What we found was actually quite interesting. Once we did normalize the data, we did see that physicians in the Midwest region—and we use the four regions of the US Census Bureau—so the Midwestern states actually were performing more OCTs on a per patient basis than physicians in other regions. Medicare patients were getting more OCTS on a per patient basis per year than non-Medicare patients. And lastly, patients cared for in a non-academic medical centre, were getting more OCTs on a per patient basis than that not.

So I think, while those results in and of themselves are interesting, we then delve deeper into trying to ask why we saw these differences in practice patterns amongst retinal physicians. And one of the things that we looked into was the volume of wet macular degeneration patients as a kind of benchmark to see if that affected the use of OCT-A, for example.

So what we did was we asked, does a physician who sees more wet AMD patients per year use more OCT or less OCT than someone who doesn't do as many wet macular degeneration patients.

And what we did find was that retinal doctors who saw more wet AMD patients also ordered more OCTs in general.

And what we did with that information, is we went back and did a reanalysis of the data, our findings, and saw that yes, indeed, Midwestern physicians also see more wet AMD patients than non-Midwestern physicians.
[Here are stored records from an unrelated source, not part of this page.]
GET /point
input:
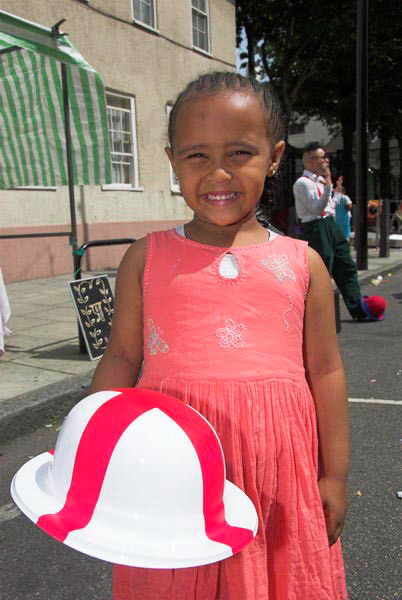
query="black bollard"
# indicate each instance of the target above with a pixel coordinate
(384, 229)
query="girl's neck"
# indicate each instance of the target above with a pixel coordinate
(246, 232)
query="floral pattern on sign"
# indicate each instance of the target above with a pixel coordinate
(280, 266)
(231, 334)
(155, 341)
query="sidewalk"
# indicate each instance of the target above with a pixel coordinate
(42, 373)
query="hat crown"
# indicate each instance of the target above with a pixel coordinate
(137, 478)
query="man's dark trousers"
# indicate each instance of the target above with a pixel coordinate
(327, 239)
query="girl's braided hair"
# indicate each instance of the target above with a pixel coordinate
(217, 81)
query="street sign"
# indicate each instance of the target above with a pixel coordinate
(93, 302)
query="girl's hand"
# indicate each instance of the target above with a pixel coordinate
(333, 494)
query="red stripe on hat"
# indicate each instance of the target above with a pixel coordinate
(86, 481)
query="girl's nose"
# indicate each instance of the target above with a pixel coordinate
(219, 175)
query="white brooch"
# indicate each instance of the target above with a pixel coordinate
(231, 334)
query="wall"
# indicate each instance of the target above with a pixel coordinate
(151, 66)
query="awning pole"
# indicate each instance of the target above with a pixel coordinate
(69, 156)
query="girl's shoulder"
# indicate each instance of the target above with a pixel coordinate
(134, 258)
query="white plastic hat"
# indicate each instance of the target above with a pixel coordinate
(137, 478)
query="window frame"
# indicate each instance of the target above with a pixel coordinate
(142, 23)
(207, 15)
(174, 182)
(134, 186)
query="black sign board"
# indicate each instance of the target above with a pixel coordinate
(93, 302)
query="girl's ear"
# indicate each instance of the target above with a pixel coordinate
(276, 157)
(169, 153)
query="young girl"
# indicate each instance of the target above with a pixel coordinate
(239, 323)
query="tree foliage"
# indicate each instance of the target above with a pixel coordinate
(307, 50)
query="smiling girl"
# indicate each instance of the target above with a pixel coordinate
(239, 323)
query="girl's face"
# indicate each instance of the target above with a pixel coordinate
(221, 155)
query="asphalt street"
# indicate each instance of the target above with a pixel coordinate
(36, 566)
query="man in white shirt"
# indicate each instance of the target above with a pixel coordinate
(315, 211)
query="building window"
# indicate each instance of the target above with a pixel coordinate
(123, 141)
(174, 182)
(144, 12)
(200, 24)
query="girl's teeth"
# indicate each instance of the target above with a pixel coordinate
(221, 196)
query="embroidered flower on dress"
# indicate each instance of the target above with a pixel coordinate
(231, 334)
(279, 264)
(155, 341)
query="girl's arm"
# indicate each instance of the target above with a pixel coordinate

And that could help to explain why more OCTs are being performed in the Midwest on a per patient basis.

And similarly, in the Medicare population, there are more new wet AMD patients. And in the non-academic medical centre setting, there are more wet AMD patients that are new. So that's why it could help to explain why we are performing as a specialty more OCTs and other ancillary tests in those regions. And in those pair types in this practice settings.

What are the implications for the larger community? I just think it's really good to know, you know, how we're practicing medicine, what the patterns of utilization of our ancillary testing is, so that we can then better inform how to make our practices more efficient, how to better deliver care to the patients, and maybe even identify underserved populations.

You know, one thing we did see was that in the Medicaid population, there was less OCT-A utilization. And so we do need to delve deeper into maybe an explanation as to why that is, but they could be an indication that that populations being under cared for and underserved. And maybe, you know, we need to be ordering more tests to, to better manage those patients. So I think that's one of the potential takeaways from this presentation.